Cunningham gives as much information as he can on what shipments are coming in or out of the state. There’s a big shipment of drugs and guns all in the same truck coming up from Wexford and through to Derry tomorrow. Seems ideal. Cunningham was too willing to help, I told him what it meant to be bait, but he didn’t seem to understand the concept.
“Bait,” I say, “as in the worm on a hook. The thing that gets eaten by the fish before it gets caught. The angler gets the fish, but the fish still gets the worm.”
“But you’re going to have people there.”
“So they’ll go in before anything happens.”
“Only if they have enough information.”
“If Kenny says enough that we can get him, then fine we’ll move in. If not, there might be a temptation to wait see if he tries something on you. Get him for something.”
“But you’ll be in before its anything serious.”
“Ray, I won’t lie. This whole thing is full of holes and ill thought out. We’ll only have a couple of days to plan and in all that time we have to get the Dents to be interested enough to interrupt the delivery. We’ve got to be convincing enough that when you get out, it doesn’t look like you’ve been feeding us information for the last while and we’ve got to be able to get enough security around you trying to get Kenny to confess all his sins to a tape hopefully before he tries to kill you.”
“I don’t think you do. Ray when you’re in with Kenny, if it's going wrong then you just make your excuses and leave. Don’t be pestering him for information, just play it like you always did when you met.”
“That might be a problem.”
“We’ve never actually met.
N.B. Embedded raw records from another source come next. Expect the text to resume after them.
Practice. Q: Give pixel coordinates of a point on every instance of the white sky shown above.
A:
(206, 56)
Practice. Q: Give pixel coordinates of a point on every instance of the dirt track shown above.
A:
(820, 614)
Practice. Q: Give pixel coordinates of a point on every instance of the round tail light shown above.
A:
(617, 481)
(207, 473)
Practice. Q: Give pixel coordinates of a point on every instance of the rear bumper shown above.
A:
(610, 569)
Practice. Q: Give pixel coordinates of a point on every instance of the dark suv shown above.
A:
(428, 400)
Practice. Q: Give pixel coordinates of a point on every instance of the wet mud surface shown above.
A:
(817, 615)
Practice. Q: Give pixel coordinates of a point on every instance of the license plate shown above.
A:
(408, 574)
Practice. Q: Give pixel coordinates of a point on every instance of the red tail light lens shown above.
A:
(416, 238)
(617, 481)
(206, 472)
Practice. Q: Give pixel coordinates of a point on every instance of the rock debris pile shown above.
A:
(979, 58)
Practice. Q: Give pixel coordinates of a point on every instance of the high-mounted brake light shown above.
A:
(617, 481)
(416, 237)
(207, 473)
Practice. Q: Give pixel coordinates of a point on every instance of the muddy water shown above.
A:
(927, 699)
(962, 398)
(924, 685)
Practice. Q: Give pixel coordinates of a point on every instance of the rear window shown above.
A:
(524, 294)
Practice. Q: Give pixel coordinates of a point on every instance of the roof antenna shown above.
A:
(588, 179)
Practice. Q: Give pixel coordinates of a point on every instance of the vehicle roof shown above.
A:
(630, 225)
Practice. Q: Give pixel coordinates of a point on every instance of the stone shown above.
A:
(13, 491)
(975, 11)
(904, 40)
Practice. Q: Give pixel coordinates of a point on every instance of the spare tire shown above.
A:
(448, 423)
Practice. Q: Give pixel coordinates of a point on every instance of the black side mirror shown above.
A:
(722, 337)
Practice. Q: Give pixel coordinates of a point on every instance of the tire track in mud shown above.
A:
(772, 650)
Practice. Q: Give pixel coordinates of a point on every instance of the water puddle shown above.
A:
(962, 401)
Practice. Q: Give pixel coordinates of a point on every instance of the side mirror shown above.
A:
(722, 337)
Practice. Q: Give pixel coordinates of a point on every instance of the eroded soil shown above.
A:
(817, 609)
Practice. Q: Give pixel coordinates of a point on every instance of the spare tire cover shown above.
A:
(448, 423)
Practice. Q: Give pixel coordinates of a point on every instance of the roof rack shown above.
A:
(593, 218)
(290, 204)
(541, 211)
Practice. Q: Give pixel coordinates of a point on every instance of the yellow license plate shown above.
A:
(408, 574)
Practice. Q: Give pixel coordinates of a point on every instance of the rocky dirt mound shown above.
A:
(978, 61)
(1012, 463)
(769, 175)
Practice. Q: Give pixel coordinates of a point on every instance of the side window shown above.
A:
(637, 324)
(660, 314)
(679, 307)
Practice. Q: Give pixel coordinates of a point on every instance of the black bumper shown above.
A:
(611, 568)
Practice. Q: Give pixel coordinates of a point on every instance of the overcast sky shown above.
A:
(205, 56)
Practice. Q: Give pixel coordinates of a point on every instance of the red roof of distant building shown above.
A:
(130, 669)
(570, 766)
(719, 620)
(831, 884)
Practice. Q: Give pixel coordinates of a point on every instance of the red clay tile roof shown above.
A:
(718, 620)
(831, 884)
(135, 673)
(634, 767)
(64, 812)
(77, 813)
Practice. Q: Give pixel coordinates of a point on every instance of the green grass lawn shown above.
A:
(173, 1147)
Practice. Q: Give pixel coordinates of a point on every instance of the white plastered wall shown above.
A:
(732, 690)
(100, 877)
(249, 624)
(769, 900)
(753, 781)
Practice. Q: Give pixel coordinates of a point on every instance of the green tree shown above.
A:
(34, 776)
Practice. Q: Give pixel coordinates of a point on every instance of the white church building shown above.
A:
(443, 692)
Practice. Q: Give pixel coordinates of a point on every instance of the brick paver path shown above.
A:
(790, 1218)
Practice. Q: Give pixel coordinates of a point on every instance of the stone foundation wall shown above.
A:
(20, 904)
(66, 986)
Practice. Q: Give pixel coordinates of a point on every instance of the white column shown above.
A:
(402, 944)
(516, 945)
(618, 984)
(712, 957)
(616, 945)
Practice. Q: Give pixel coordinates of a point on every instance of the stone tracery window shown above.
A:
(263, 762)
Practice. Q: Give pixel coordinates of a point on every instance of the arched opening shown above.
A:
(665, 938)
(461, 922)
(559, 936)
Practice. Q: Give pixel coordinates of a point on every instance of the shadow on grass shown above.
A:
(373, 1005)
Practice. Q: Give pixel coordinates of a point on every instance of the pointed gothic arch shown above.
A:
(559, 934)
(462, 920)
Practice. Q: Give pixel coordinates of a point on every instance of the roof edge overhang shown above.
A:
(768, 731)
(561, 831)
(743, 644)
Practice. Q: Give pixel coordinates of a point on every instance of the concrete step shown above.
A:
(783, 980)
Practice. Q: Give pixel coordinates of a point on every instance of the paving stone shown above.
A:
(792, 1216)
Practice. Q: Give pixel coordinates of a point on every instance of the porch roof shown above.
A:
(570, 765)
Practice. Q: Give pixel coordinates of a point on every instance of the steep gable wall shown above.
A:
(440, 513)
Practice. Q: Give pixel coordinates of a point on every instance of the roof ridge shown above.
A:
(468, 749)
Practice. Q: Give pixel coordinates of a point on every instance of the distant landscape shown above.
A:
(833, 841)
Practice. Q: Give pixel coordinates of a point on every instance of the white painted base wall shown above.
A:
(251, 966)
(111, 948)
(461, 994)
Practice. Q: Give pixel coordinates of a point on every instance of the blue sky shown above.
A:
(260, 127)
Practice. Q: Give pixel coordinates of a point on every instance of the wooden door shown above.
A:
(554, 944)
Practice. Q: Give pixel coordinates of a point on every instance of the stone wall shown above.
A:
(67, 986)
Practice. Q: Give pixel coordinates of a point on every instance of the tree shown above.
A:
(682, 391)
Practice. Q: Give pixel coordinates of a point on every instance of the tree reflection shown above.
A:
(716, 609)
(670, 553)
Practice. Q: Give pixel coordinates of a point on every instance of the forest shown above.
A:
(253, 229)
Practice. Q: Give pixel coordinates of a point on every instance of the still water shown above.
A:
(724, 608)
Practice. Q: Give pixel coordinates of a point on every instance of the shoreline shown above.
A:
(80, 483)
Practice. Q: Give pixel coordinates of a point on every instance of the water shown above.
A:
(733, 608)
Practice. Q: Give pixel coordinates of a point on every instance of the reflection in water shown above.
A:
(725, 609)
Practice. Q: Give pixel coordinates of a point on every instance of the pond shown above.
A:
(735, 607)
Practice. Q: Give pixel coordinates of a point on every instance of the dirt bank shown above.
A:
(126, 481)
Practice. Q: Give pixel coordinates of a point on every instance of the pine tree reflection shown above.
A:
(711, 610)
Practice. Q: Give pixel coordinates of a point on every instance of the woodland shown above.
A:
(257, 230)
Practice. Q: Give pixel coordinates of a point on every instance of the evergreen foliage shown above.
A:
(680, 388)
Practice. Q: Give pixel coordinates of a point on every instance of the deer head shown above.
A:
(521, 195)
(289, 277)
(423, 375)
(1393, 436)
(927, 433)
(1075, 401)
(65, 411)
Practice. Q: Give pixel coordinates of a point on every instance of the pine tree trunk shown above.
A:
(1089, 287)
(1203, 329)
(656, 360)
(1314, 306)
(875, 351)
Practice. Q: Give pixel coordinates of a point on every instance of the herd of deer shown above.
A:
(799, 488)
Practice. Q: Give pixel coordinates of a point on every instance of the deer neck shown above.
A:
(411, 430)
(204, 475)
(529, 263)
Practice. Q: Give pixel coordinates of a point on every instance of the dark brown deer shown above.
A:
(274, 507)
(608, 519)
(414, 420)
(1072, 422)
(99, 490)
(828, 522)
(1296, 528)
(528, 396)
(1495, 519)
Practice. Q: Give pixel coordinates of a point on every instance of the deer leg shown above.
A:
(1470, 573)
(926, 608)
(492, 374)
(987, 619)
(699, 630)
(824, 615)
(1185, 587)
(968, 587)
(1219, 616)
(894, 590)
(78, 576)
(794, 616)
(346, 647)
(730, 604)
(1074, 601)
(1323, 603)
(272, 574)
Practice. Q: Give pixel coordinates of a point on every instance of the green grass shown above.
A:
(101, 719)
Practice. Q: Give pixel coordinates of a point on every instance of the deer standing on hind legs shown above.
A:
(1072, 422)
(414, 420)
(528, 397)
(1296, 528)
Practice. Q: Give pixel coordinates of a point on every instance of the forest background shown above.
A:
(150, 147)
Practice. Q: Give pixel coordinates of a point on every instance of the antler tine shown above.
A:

I only met his lads face-to-face and spoke to him on the phone.”
“Ray. This is a problem.”
“What are my options?”
“Right now. I don’t see any for you.”
We have colleges full of kids, engineers who can build roads, buildings and microprocessors, yet not one of them has sat in that Dublin drizzle that is a light yet totally saturating spray, in their cars and thought to themselves that out of the fifteen settings they have for these pivoting blades, not one seems to be of any use for Irish rain. Clever generation we have there.
I’ve spent the last half an hour fiddling with the settings trying to stop the piercing screech at it clears the mildly damp windscreen. All this while deciding on how now to proceed after I’d spoken to the Dents. They thought I was joking. I wished I was. They said it would be signing their death warrants. I said I know. They said what cover would they have. I said none. They said to fuck off. I said I can’t.
In the end I could only give personal guarantees. My own word that I’d look after them. My own promise that I’d keep them safe. If they did it and the plan came off, we’d have Kenny, they’d have nothing to worry about. If it didn’t, we’d get Kenny together. Way to go Jim.
I head home and phone Maura. She makes it clear she’s not talking to me by telling me she isn’t talking to me. I say I can take a hint, but I say it to a dial tone.